Oracle, la nuova “one stop company”

La prima volta dell’AppsWorld a Roma è servita alla società per rafforzare la propria immagine di fornitore capace di offrire tutto ciò che serve per gestire in modo efficiente e meno costoso un’azienda. Accordo con il ministero della Pubblica Istruzione per la distribuzione di Think.com.

26 giugno 2003 C’era molta attesa intorno all’AppsWorld di Roma. Intanto, perché era la prima volta che Oracle portava l’evento in Italia, nell’ambito di un progetto itinerante che ha toccato altre città europee. Poi, per la presenza sempre carismatica del numero uno della società, Larry Ellison e, infine, per il particolare momento che vive l’azienda, alle prese con il tentativo di acquisire PeopleSoft.
In occasioni di questo tipo si attendono, di solito, novità eclatanti. Che non ci sono state o, almeno, non nella forma canonica del clamoroso annuncio di prodotto o di svolta strategica. Dai discorsi del Ceo e del chief marketing officer Mark Jarvis, infatti, è emerso, o quantomeno si è chiarito, l’approccio con il quale Oracle oggi si propone agli utenti, che è poi quella dalla “one stop company” nel mondo del software, in contrapposizione con la moda dell’integrazione che anima l’operato di molte altre realtà del settore. «Il nostro è un approccio di tipo information-centric – ha spiegato Jarvis – e a questo si ispira anche la gamma di prodotti che offriamo».
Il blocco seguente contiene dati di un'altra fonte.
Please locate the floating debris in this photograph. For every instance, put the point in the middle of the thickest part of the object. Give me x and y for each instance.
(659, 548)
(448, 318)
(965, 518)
Tutto parte dalla considerazione che oggi una fetta significativa delle spese informatiche di un’azienda sono destinate alla manutenzione di quanto installato, spesso in tempi e con logiche diversi. Ellison è partito; non a caso, dal core business della propria azienda, il database: «In molte realtà l’automazione è avvenuta per dipartimenti anziché per business e questo ha portato a una frammentazione eccessiva delle informazioni, spesso su differenti database». Jarvis ha rincarato la dose, citando gli altri campi d’azione della società, dall’application server all’Erp, fino agli applicativi desktop. In tutti questi casi, l’azienda vuol dimostrare che un approccio legato al best of breed o teso alla ricerca della soluzione magica per collegare quanto acquistato nel passato sia in realtà molto più costoso rispetto all’utilizzo di un singolo sistema. Eclatante è l’esempio della E-Business Suite, che ha di recente integrato addirittura la Business intelligence, battezzata “Daily”, per dare il senso di un applicativo che consente di visualizzare in un colpo solo i dati essenziali del business di un’azienda, sui quali impostare decisioni e comportamenti.

Più che il major upgrade o l’apertura di un nuovo segmento di business, dunque, conta in questa fase per Oracle diffondere l’immagine di un fornitore in grado di coprire tutte le esigenze di base per gestire in modo efficiente un’azienda. Una scommessa non da poco, visto che le varie Sap e persino Microsoft stanno perseguendo la via delle partnership per completare le proprie offerte.
Naturalmente, non sono mancati specifici annunci di novità. Quella di maggior risonanza per l’Italia è l’accordo siglato con il ministero della Pubblica Istruzione che metterà a disposizione gratuitamente per il sistema scolastico nazionale il portale Think.com, che consente di creare comunità di allievi e docenti, partendo da pagine Web personalizzate e caselle di e-mail, per scambiarsi informazioni, documenti o addirittura lezioni, utilizzando la Rete. L’Italia è il terzo paese europeo, dopo Regno Unito e Danimarca, a offrire Think.com alle scuole.

Altra area di aggiornamento è quella del Plm, per la quale Oracle ha proposto tre nuovi applicativi, denominati Project Management, Project Collaboration e Project Intelligence, che saranno integrati nella E-Business Suite.

Ultima, ma tutt’altro che ultima, c’è la questione tuttora aperta dell’offerta d’acquisto ostile lanciata nei confronti di PeopleSoft. Oracle aveva, poco prima dell’AppsWorld di Roma, alzato la proposta di prezzo per azione fino a 19,50 dollari, una quotazione che viene giudicata “giusta e conveniente” per gli azionisti della società. Ellison ha rimarcato che «non è l’attuale board di PeopleSoft a poter decidere di vendere o meno la società, poiché la gestisce, ma non la possiede. Quel che è certo è che se l’acquisizione andasse in porto, la nostra profittabilità aumenterebbe da subito».